Dogs...my favorite subject

What the Dog Knows
by Cat Warren

 A splendid mixture of science and personal experience! As she trains her cadaver dog Solo, she researches and writes about dog and their amazing scent tracking skills. And that's a big topic to tackle--while we all know that bloodhound have the highest number of scent receptor cells, does that make them the best trackers?
"For example, the Dachshund has around 125 million smell receptor cells, while a Fox terrier has 147 million and the German Shepherd has about 225 million." The bloodhound has all those breeds beat, with 300 million receptors.
Nancy Hook thinks such distinctions are silly. If she wanted to, she said scornfully to me, she could train her daughter's Chihuahua, Pip, to find bodies.  [...and...] Pip could get into small spaces, unlike Solo, who is huge and clumsy.
National Institute of Justice researcher Lester Shubin wrote of his research on bomb sniffing, We learned that basically any dog could find explosives or drugs, even very small dogs like Chihuahuas whose size could be an advantage," Shubin wrote in the NIJ reports. "Who is going to look twice at someone in a fur coat carrying a dog? But that dog could smell a bomb as well as the German shepherd."

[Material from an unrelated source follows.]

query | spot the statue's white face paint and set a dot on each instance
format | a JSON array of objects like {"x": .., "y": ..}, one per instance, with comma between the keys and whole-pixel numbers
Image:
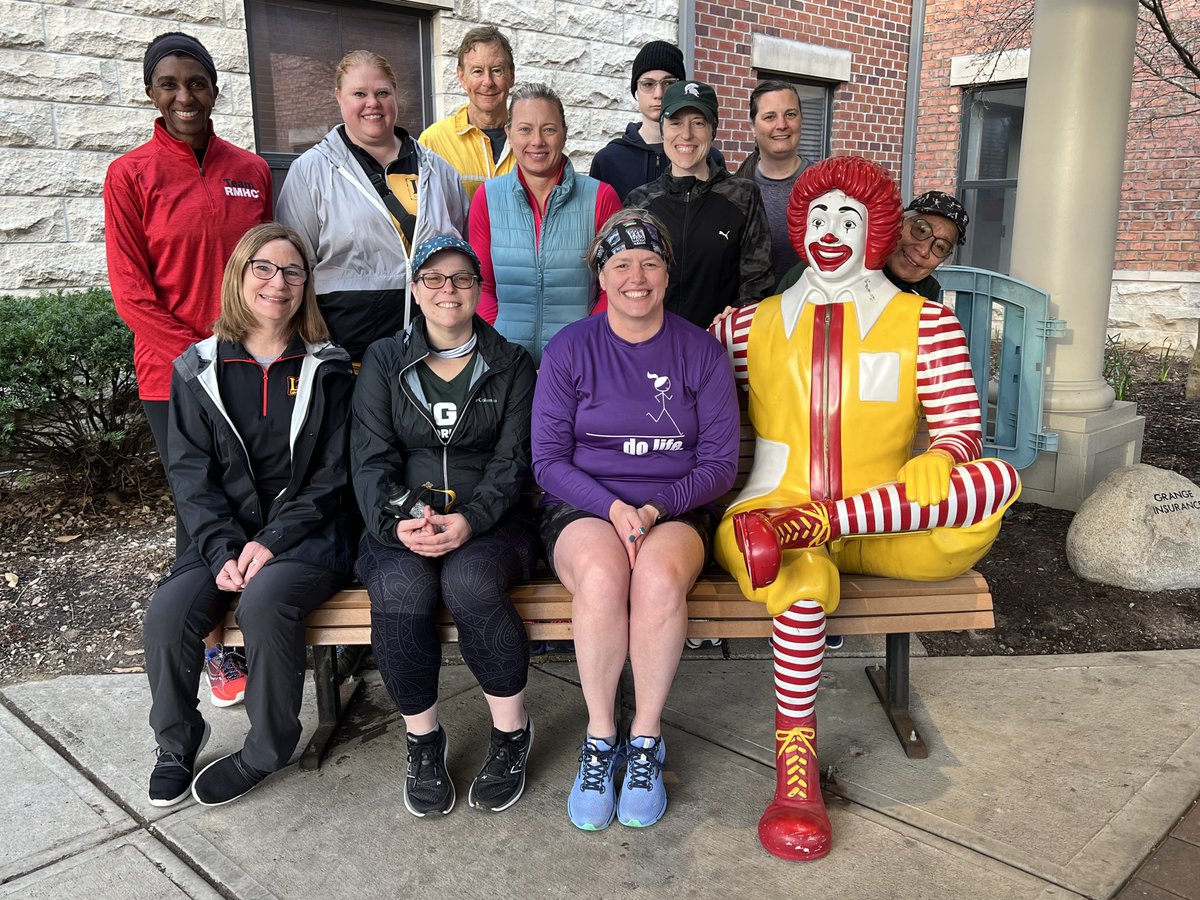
[{"x": 835, "y": 239}]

But human beings, unlike dogs, aren't perfect. In a later chapter she discusses the human tendency to exaggerate, over-promise, and hate to fail which leads into deception and deceit.
When handlers lie about or exaggerate their dogs' capabilities under oath, it poisons the well for handler testimony and the credibility of the dog's nose.
[from Roger Titus, vice president of the National Police Bloodhound Association] What undermines the work are the lies he hears in training and on the witness stand. The stories can become albatrosses around the necks of conscientious trainers and handlers. "On occasion, it has become outrageous," Roger said of handlers' claims. "Four months old? Impossible. People who put trails out in January to run in May are full of it."
The danger signals are clear, Roger said. "It's the handler who wants to be a legend in his own mind."
She goes on to tell the story of Keith Pikett, a former Texas sheriff's deputy, whose "claims about his bloodhounds' scenting abilities resulted in what the Texas Innocence Project told the New York Times amounts to fifteen to twenty people in prison "based on virtually nothing but Pikett's testimony."  Of the thousands of people he helped put in prison with his deliberately faked "scent lineups,"  case after case of people have eventually been dismissed based on DNA evidence or simple common sense.
Texas Monthly Article Weird Science.